When you fail at something, it means you have a fair shot at starting over. Because what else to do you have left? Sure, you can definitely mess something up big time, but you always have a chance to begin again.
And you can’t really fail when there’s always room to try one more time.
See, that’s why I don’t agree with the word. Yes, there can definitely be a right and wrong way to do something, or directions to follow that you completely strayed from, or you could try and try and still not get what you want.
But even if you don’t do something right, even if you messed up somewhere along the way, and even if you don’t get what you want in the end—it doesn’t mean you failed.
Failure implies that there’s nowhere left to go, but when you hit rock bottom, the only place to go is up.
And the thing I don’t understand about ‘failing’ is the fact that you can forever start again. You can always hit restart—begin that same thing, or begin something new.
And in getting yourself back up, you’re totally shedding that ‘failure’ skin.
You’re not a failure. Or at least not permanently.
When I think about the word ‘failure,’ I think about the word ‘success.’ But what I don’t understand is why we see them as polar opposites—like if you don’t succeed, you fail. That’s absolutely not true.
Just because you don’t succeed at something doesn’t mean you’ve failed.
Maybe you’ve gained something else along the path. Or in the very least, maybe you’ve learned. And learning something definitely does not equate to failing.
Just the other night I was talking to one of my very best friends about failure. Someone close to her had said she’d failed, and like any normal human, she took that to heart, feeling like she’d never be good enough.
Her words really affected me. I wanted nothing more than to squeeze her, to pinch her, to tell her that feeling down was completely wrong. She wasn’t a failure and never would be. She was a fighter, a girl who always found a way back up after she’d been knocked down.
That’s not failing.
But she was stuck in her head, and no matter what I said, she couldn’t shake the feeling that she hadn’t ‘succeeded,’ so maybe that person was right, maybe she’d failed.
Even days later, I’m still thinking about her words, spinning them around in my head. It’s such a shame that the world sees failure by standards set by others, by the world.
You’re not a failure just because you didn’t make it to some mark set by society, or even if you don’t reach the goal you set for yourself.

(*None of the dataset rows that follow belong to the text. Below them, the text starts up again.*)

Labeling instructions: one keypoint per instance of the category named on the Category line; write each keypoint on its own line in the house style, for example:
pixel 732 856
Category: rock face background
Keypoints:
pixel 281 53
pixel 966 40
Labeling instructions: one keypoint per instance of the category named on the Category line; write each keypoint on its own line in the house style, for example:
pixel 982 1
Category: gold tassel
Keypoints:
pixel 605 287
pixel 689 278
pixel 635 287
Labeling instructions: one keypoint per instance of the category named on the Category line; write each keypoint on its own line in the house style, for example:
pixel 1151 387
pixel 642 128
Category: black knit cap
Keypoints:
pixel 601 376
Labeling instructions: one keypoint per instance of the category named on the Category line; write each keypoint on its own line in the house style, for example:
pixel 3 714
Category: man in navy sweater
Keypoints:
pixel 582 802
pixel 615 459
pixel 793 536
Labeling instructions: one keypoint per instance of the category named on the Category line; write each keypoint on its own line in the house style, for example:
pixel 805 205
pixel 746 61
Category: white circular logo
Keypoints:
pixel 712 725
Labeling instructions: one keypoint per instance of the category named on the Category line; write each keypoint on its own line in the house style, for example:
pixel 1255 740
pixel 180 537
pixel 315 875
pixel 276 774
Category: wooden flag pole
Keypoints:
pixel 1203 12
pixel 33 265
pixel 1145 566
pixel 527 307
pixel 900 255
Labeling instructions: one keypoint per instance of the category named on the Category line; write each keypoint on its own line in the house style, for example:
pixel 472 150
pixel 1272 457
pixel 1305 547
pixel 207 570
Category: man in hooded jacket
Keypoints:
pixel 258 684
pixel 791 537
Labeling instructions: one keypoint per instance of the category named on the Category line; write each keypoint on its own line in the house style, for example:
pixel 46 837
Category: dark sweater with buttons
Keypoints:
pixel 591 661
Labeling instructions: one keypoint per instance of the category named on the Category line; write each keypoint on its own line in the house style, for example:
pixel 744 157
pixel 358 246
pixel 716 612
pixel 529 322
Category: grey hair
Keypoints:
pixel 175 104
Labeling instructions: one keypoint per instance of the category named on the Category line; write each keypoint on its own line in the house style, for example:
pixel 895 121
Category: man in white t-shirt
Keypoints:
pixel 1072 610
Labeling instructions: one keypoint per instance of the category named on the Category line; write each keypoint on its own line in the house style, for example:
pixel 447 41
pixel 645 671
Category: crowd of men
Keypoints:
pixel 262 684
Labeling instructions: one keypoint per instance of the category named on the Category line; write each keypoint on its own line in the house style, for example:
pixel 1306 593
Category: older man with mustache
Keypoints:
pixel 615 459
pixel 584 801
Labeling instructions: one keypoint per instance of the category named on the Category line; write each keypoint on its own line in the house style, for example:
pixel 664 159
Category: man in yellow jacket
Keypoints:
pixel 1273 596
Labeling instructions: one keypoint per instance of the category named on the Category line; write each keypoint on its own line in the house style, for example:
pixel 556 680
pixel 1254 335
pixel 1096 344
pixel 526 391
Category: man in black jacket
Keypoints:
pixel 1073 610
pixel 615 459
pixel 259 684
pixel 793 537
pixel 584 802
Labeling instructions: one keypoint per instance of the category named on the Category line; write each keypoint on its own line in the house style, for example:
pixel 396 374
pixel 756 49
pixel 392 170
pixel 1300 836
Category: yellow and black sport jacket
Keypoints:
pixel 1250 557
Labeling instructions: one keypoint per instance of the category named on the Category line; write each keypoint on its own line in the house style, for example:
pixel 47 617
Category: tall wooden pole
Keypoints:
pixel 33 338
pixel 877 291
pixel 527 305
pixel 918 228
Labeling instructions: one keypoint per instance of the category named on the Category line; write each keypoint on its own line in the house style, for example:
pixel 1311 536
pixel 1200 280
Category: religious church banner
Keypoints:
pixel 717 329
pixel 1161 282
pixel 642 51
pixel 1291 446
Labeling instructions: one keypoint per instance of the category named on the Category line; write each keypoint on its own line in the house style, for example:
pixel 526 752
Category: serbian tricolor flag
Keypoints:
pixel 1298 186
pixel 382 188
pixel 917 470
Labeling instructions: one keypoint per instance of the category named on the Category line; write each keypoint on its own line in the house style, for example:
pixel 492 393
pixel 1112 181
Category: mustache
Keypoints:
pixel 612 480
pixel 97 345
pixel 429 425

You still have opportunities to try again. And you sure as hell tried, which counts. (And to be honest, trying lies more on the ‘success’ end of the spectrum than the ‘failed.’)
We all fall down.
And we’ll keep falling down.
Because this is life. Because this is normal. Because being a human is hard and our journey is all about finding ourselves after we’ve slipped. Finding ways to regain our footing over and over again.
No matter how many times you fall down, you’ll never be a failure.
That’s because you’ll keep getting up. That’s because you are and will always be good enough. And that’s because the opposite of success is not failure—it’s finding strength.
And I promise you, you’re stronger than you think.